On n’a pû informer plûtost le public des particularitez de la
conspiration découverte depuis peu en Angleterre
, à cause de la maniére différente dont elles ont esté rapportées. Ceux qui dans des occasions moins importantes ont fait paroistre au seul nom de Conspiration vn zéle extraordinaire pour la Religion Anglicane et pour la seureté de la personne du
Roy
, ont affecté de faire révoquer en doute les principales circonstances de cette derniére Conspiration. Mais on n’en peut plus douter, apres la déposition de plusieurs témoins, et la confession que trois des conjurez ont faite en mourant. Ils ont asseuré que l’auteur de cette détestable entreprise estoit Mylord
Shaftsbury
. Le projet d’association qui fut trouvé parmy ses papiers et qui estoit entiérement conforme à la fameuse
ligue d’Ecosse
, ne pouvoit avoir vne suite moins funeste. Ce
Seigneur
, ayant évité par des intrigues contraires à toute forme de justice, la punition qu’il méritoit selon les loix, avoit depuis continüé ses pratiques dangereuses, pour engager plusieurs personnes dans la Conspiration. Mais apres que le
Roy de la Grande Bretagne
eut par vn soin particulier, pour le repos de ses peuples, réformé les abus qui estoient la source de plusieurs desordres, parmy lesquels ces
séditieux
trouvoient l’impunité de leurs crimes, Mylord
Shaftsbury
se retira en Hollande où il est mort. Ceux qu’il avoit engagez dans son dessein continüérent à chercher les moyens de l’exécuter. Ils
firent pour cet effet, plusieurs assemblées secrétes : ils préparérent des armes : ils amassérent de l’argent : et ils résolurent d’assassiner le
Roy
et le
Duc d’York
sur le chemin de Newmarket
: d’où Sa
Majesté
revenoit ordinairement peu accompagnée. Ils avoient préparé des hommes armez qui devoient attendre le Roy dans vn passage estroit, tüer ses gardes s’ils faisoient la moindre résistance,
assassiner
Sa
Majesté
aussi bien que le
Duc d’York
, et
changer la forme du Gouvernement
. Mais Dieu qui veille à la conservation des Souverains, et qui a préservé en plusieurs occasions le
Roy de la Grande Bretagne
des entreprises de ses
sujets rebelles
, en prit encore soin en cette occasion. Vn
incendie
arrivé par hazard à Newmarket, obligea
Sa Majesté
à revenir à Whitehall plûtost qu’Elle n’avoit résolu : et ainsi les Conspirateurs ne purent exécuter leur abominable dessein. Ils délibéroient encore sur d’autres moyens de l’exécuter, à la Comédie, ou en quelque autre lieu public, lors que quelques vns des
complices touchez de l’horreur de leur crime, déclarérent au Sieur Ienkins Secrétaire d’Estat, les principales circonstances de la Conspiration
.
Plusieurs furent
emprisonnez
: les autres furent mis à la garde des Sergents d’armes : d’autres moins coupables furent obligez à donner caution : et plusieurs des principaux complices prirent la füite.
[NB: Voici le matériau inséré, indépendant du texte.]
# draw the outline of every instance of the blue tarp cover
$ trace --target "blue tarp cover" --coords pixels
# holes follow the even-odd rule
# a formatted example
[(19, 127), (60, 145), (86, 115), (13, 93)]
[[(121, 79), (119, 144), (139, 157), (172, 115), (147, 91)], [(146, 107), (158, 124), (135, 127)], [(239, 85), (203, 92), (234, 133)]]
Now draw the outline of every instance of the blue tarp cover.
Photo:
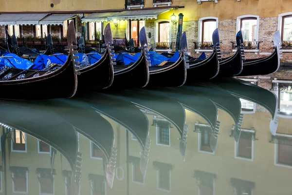
[(33, 63), (27, 59), (18, 57), (14, 54), (7, 54), (4, 55), (6, 57), (11, 57), (12, 58), (1, 58), (0, 64), (4, 65), (20, 68), (21, 69), (29, 69), (33, 65)]

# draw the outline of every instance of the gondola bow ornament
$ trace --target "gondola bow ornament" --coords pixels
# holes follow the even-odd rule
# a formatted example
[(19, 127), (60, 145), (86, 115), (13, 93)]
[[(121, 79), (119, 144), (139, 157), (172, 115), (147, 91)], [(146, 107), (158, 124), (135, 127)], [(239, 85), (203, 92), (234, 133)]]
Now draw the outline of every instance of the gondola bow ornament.
[(149, 49), (148, 49), (148, 42), (147, 42), (147, 36), (145, 27), (143, 27), (140, 32), (140, 41), (142, 47), (142, 52), (146, 57), (145, 60), (148, 66), (151, 66), (151, 61), (149, 56)]

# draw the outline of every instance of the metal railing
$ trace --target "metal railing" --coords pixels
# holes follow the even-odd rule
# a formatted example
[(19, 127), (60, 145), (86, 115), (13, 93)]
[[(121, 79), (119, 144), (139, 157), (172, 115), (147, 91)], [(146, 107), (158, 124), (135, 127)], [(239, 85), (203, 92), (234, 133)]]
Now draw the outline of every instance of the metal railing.
[(212, 42), (194, 42), (195, 49), (213, 49)]
[(127, 5), (144, 5), (144, 0), (127, 0)]
[(292, 49), (292, 40), (283, 40), (282, 41), (282, 49)]
[(172, 49), (173, 42), (158, 42), (155, 43), (156, 49)]
[[(244, 41), (243, 47), (244, 49), (259, 49), (259, 43), (262, 42), (263, 41)], [(232, 49), (237, 49), (236, 42), (230, 42), (232, 43)]]
[(166, 2), (171, 2), (172, 0), (153, 0), (153, 3), (164, 3)]

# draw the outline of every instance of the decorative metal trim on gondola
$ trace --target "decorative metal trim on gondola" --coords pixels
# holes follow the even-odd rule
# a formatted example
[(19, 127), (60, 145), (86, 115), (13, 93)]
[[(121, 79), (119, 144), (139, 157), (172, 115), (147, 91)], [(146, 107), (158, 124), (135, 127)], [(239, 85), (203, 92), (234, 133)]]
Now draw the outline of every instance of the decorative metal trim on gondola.
[[(232, 129), (231, 129), (231, 134), (230, 134), (230, 135), (229, 136), (229, 137), (233, 137), (234, 136), (234, 133), (235, 130), (235, 125), (233, 125)], [(254, 130), (253, 128), (251, 128), (250, 129), (247, 129), (247, 130), (248, 130), (248, 131), (244, 131), (244, 130), (245, 130), (244, 129), (241, 129), (241, 133), (240, 134), (240, 138), (245, 139), (250, 139), (254, 141), (258, 140), (258, 139), (256, 138), (256, 131), (255, 131), (255, 130)], [(252, 132), (251, 132), (251, 131), (252, 131)], [(244, 132), (245, 133), (242, 133), (242, 132)], [(246, 134), (245, 133), (248, 134), (249, 136), (247, 136)]]
[(292, 145), (292, 137), (287, 137), (279, 135), (271, 135), (271, 140), (269, 141), (270, 143), (278, 144), (279, 143), (279, 141), (281, 145), (291, 146)]
[(153, 122), (151, 126), (168, 129), (173, 128), (173, 127), (171, 126), (171, 123), (167, 121), (165, 119), (159, 118), (156, 117), (155, 116), (153, 117)]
Les Grands Iurez apres avoir reçeu les Bills ou actes d’accusation contre la pluspart des prisonniers, les déclarérent véritables, et l’accusation bien fondée.
Le 22, le
Capitaine Walcot
fut amené à l’
Old Baily
: où les témoins déposérent qu’il s’estoit trouvé à plusieurs assemblées secrétes, avec les conjurez : qu’il avoit esté destiné pour attaquer les gardes du Roy, qu’il avoit amassé des armes et préparé des chevaux pour l’exécution de cet attentat.
Iean Rouse
et
William Hone
furent aussi convaincus d’avoir eu part à ce dessein : et apres qu’ils eurent esté déclarez coupables, on leur prononça la Sentence par laquelle ils estoient
condamnez a estre pendus et mis en quartiers
.
Mylord Russel
fut amené le lendemain à l’
Old Baily
. Le
Colonel Rumsey
déposa que ce Seigneur s’estoit trouvé chez vn Marchand de vin avec plusieurs des conjurez : qui apres avoir eu de longues conférences, envoyérent ce Colonel à Mylord
Shaftsbury
, pour sçauoir des nouvelles des troupes qu’il avoit promis de tenir prestes au nombre de mille hommes de pied et de quatre mille chevaux : Qu’il leur avoit rapporté que cette levée ne pouvoit estre si tost faite, parce que la pluspart de ceux qu’on vouloit armer faisoient difficulté de s’engager avant que d’avoir meurement délibéré sur l’entreprise.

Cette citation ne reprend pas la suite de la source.